Stomach Fat - Can You Spot Reduce Through Exercise?

By Claude Anthony

Stomach fat is such a pain. Losing weight all over would be the ideal, but wouldn’t it be great just to get rid of that bulging stomach? Sure it would...you and millions of other people.

So what happens?

You’re sitting there minding your own business and wishing that bulge under your chest would just disappear. Your watching television and a commercial comes on that’s telling you how quickly their which-a-ma-jigger will take that weight off your stomach. They’ve got your attention.

"All right! All I have to do is buy this gadget and I am guaranteed to lose 5 to 20 inches off my waistline, have firm, flat abs, and a flock of interested parties of the opposite sex chasing me down the street or my money back."

Now that doesn’t sound so bad, does it? However, if you have fallen for the latest gadget, thing-a-ma-bob, or which-a-ma-jigger sales pitch and shelled out a good sum of money to buy one, you have been very disappointed.

Weight loss just doesn’t happen that way.


*You Cannot Spot Reduce – It’s Impossible*

Why is it impossible to lose weight wherever you want to?

Because only your body will decide where it wants the weight to come off. And it will only come off when you have a deficit of calories. No you cannot tell your body where to lose the weight, and, yes, those infomercials are lying to you...they just want your money.


*The Only Way You Can Lose Your Stomach Fat (Or Any Other Fat)*

Don’t worry; all is not lost. You can lose that excess stomach, back, hip, and leg fat by taking the following steps:

1. Eat a healthy calorie deficit diet.

Your body requires a certain amount of calories for you to stay the same weight. So, if you take in fewer calories your body will have to burn fat to continue functioning.

2. Create a greater calorie deficit through exercise.

If you are already creating a calorie deficit by receiving less calories, then if you burn more calories through exercise, you will in turn lose even more fat.
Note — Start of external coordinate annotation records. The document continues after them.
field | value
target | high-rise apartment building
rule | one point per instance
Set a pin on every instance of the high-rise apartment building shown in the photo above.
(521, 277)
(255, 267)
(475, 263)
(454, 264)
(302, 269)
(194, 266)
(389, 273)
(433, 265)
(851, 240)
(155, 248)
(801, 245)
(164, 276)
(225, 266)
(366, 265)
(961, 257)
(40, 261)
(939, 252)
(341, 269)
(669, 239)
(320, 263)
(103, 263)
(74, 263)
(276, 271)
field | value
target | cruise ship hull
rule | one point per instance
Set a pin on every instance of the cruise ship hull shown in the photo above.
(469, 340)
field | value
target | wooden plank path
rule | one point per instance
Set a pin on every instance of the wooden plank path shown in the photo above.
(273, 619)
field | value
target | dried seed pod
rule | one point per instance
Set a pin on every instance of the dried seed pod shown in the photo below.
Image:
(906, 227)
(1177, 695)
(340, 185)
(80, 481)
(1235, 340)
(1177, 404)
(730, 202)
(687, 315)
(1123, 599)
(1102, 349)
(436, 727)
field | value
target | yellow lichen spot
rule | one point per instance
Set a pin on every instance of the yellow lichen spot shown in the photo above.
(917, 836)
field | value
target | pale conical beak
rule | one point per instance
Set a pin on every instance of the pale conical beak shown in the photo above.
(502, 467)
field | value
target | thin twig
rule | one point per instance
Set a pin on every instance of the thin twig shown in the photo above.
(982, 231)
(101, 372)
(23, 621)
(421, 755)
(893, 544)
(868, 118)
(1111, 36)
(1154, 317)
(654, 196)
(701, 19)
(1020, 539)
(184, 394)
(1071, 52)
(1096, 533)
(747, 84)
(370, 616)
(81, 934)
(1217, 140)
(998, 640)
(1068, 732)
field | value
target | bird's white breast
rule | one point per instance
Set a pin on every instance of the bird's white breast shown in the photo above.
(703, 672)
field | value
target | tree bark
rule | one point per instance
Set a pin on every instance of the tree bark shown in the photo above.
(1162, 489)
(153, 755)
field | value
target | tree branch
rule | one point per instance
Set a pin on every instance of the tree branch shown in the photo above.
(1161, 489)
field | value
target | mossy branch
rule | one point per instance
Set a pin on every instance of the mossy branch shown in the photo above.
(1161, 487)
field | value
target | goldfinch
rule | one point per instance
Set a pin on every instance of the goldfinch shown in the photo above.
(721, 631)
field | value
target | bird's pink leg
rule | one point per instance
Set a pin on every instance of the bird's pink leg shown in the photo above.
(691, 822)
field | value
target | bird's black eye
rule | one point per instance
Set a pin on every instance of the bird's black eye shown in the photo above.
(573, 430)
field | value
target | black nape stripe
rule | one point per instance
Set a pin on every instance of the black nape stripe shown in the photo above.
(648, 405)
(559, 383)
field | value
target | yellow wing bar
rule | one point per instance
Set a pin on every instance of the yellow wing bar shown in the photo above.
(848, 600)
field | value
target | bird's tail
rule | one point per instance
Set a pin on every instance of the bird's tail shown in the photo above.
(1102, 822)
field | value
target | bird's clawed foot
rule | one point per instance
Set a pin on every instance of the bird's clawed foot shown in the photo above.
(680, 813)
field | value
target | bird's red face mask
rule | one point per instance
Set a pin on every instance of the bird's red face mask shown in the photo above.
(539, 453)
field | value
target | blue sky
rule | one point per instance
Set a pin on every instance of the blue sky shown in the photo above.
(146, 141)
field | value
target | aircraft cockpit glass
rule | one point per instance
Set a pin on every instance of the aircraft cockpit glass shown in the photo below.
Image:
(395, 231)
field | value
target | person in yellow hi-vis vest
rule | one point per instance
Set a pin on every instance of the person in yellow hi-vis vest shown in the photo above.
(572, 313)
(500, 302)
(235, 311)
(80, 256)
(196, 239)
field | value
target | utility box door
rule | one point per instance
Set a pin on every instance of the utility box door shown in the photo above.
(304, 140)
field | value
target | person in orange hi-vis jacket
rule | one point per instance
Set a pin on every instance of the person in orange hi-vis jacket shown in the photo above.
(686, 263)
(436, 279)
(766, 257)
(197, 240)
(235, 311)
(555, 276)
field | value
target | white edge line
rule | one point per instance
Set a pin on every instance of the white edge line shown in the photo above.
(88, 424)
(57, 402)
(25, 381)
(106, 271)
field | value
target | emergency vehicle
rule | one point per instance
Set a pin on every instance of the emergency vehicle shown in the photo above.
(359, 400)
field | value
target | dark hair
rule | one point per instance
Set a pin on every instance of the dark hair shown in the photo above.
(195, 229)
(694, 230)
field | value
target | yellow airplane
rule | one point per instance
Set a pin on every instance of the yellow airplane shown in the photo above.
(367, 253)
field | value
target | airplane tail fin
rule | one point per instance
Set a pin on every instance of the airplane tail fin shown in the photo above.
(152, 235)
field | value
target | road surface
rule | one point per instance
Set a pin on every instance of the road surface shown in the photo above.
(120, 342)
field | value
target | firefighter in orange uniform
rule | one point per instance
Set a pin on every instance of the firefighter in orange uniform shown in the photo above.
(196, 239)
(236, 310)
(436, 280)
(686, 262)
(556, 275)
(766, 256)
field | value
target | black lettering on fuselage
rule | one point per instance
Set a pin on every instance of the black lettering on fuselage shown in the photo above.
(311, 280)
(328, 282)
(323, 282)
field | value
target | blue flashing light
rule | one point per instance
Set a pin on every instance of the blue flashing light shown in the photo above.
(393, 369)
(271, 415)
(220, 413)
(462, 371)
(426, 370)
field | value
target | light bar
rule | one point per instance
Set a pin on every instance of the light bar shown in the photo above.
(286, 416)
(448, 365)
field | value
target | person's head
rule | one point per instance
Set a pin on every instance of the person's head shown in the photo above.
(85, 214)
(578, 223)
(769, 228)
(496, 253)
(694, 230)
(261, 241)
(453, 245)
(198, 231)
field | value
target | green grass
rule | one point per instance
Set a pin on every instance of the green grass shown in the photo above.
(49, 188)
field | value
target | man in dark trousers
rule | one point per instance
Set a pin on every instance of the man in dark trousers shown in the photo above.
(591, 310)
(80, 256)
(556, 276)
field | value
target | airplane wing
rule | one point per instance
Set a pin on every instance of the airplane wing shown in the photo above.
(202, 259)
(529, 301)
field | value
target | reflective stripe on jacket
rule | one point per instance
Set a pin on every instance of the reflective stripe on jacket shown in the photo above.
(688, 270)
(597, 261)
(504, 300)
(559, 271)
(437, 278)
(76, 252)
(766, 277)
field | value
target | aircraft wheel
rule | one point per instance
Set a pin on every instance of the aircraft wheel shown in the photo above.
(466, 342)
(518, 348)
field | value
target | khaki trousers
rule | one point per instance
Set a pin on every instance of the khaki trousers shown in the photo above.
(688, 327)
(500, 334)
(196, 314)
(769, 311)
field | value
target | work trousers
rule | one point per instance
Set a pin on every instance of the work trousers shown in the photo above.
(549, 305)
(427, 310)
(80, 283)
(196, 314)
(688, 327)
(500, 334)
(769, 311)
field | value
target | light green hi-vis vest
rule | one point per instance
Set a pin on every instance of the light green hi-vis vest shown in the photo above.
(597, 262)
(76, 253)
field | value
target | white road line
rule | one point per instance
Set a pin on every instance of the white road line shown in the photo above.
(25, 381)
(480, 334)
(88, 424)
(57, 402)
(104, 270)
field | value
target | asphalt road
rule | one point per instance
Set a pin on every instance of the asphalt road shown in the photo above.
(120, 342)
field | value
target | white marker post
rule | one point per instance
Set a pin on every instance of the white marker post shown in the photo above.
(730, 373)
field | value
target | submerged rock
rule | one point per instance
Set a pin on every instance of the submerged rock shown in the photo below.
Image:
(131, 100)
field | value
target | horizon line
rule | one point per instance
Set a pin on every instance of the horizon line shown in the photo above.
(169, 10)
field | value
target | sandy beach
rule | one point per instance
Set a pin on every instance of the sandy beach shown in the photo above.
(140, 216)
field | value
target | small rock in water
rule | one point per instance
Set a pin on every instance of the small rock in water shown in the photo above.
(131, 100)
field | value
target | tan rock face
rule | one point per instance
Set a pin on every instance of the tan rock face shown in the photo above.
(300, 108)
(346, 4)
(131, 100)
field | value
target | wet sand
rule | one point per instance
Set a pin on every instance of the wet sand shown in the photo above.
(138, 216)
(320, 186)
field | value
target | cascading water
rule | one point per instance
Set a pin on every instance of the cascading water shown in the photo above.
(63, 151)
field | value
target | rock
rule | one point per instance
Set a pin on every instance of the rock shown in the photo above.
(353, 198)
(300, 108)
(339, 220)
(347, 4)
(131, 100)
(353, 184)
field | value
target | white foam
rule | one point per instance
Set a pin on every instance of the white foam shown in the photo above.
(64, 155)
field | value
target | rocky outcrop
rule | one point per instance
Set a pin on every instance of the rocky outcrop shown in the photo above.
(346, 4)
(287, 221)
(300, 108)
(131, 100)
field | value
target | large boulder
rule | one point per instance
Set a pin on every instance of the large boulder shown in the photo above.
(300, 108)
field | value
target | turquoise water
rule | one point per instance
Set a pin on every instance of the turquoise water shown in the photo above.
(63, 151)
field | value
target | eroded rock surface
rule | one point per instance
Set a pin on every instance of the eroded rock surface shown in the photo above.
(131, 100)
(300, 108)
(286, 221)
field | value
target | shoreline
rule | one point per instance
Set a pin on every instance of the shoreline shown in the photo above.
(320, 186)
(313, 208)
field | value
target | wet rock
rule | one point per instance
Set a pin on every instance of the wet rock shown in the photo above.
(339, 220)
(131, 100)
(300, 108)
That’s a good thing.

3. Increase your metabolism through weight-resistant exercise.

Relax ladies, I don’t mean you have to lift weights until you look like a man. Just firm those muscles up to make them more efficient fat-burning machines. You see, firm muscles will raise your metabolism so that you will burn calories even while you rest.

Take the advice above and, in time, you will lose weight, unwanted stomach fat, and fat everywhere else. And you will become a more fit, healthier and slimmer you through the process.

For more tips and information on weight loss programs, quick weight loss, diets, weight loss exercise, and more, go to my Slimmer You Weight Loss Tips web site at http://www.slimmer-you-weight-loss-tips.com .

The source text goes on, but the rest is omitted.